Dass er gemeinsam mit dem Hl. Petrus am Grab war, überrascht nicht. Petrus war der Sprecher der Apostel, der Jesus als Christus, als Messias bekannt hat. Gleichzeitig zeigte er seine Schwächen: Er wollte keinen leidenden Messias. Und diesen bedrohten Messias, seinen Freund, verleugnete er vor einer einfachen Magd und einem einfachen Knecht.

Das ließ ihn nicht ruhig, es traf ihn im innersten Herzen. Natürlich wollte er wissen, was passiert war, als Maria Magdalena vom geöffneten Grab berichtet hatte.

Sein Mitstreiter war Johannes, genauso ein Suchender, der sich den Beinamen gegeben hatte „der andere Jünger, den Jesus liebte“. Das ist die größte Auszeichnung für uns Menschen: nicht ein Orden, ein Titel, ein Denkmal, sondern die Liebe Gottes zu uns.

Die Logik der Auferstehung war den beiden noch nicht klar geworden, obwohl sie Jesus Christus so gut kannten. Jesus mit den Augen zu sehen bedeutet noch nicht, Ihn zu verstehen.

Es brauchte eine Weile, bis Petrus vor die Leute treten konnte: „Wir sind Zeugen.“ (Apg 10, 39) Ohne Umschweife spricht er vor den Juden in Jerusalem, in ihrer heiligen Stadt, zum Fest der 10 Gebote, zum Fest der Offenbarung auf dem Berg Sinai. Man muss sich diesen Zusammenhang vor Augen führen, die Dichte eines religiösen Festes, und dann den Kontrast, der wie eine neue Brücke ist: Petrus bekennt auch vor dem heidnischen Hauptmann Kornelius, in Caesarea Maritima, dem Zentrum der römischen Macht in Israel: „Diesen Jesus hat Gott auferweckt, dafür sind wir alle Zeugen.“ (Apg 2,32)

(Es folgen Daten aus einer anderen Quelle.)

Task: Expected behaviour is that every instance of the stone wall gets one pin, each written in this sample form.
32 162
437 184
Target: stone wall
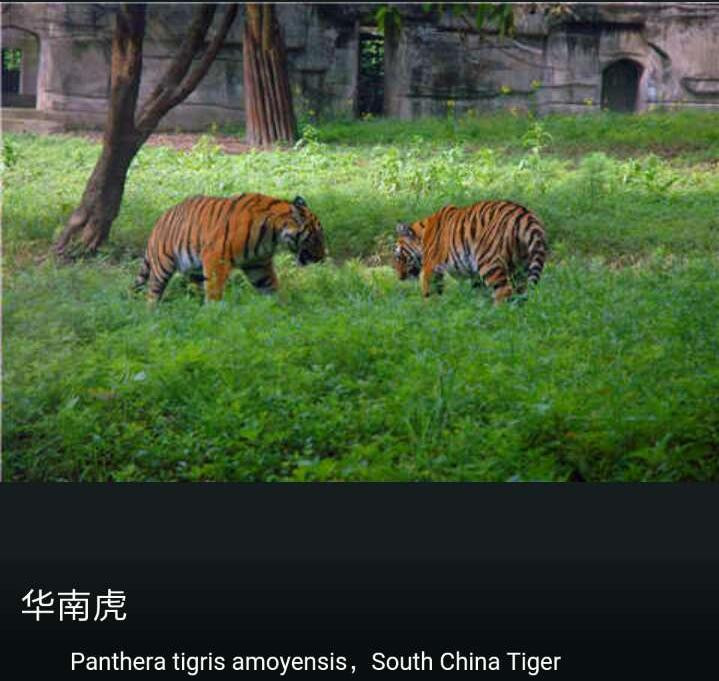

Wir ziehen heute hinaus vor die Kirche, um diese Frohe Botschaft zu verkünden. Uns wurde sie anvertraut, damit sie uns mit Freude erfüllt und in die Welt hinausstrahlt. Jesus Christus hat durch Seine Auferstehung für uns den Weg zum Leben geöffnet. Indem Er uns die Angst vor dem Tod nimmt, macht Er uns zu Boten des Friedens.

„Er hat uns geboten, dem Volk zu verkünden und zu bezeugen: Dieser ist der von Gott eingesetzte Richter der Lebenden und der Toten. Von Ihm bezeugen alle Propheten, dass jeder, der an Ihn glaubt, durch Seinen Namen die Vergebung der Sünden empfängt.“ (Apg 10,42-43)

Das ist unsere Kraft, daraus leben wir Christen: die innere Befreiung von der Last der Sünden, die uns in der Fastenzeit geschenkt wird, und die Hoffnung auf die Auferstehung, die uns das Osterfest verheißt.

Christus ist auferstanden! Er ist wahrhaft auferstanden! Amen.

Fürbitten

Herr Jesus Christus, voll Vertrauen kommen wir zu Dir:

 

Du bist der treue Zeuge;

  • Hilf den Christen, dass sie im täglichen Leben von Dir Zeugnis geben.

Du bist der Gute Hirte;

  • erhalte die Neugetauften in Deinem Leben.

Du bist Sinn und Ziel unseres Lebens;

  • führe Juden und Christen in Deiner Kirche zusammen.

Du sendest uns Deinen Heiligen Geist;

  • stärke uns Firmlinge im Glauben an Dich.

Du bist von den Toten auferstanden;

  • schenke unseren Verstorbenen das ewige Leben

Denn Du schenkst uns Deine Gegenwart, dafür danken wir Dir heute und in alle Ewigkeit. Amen.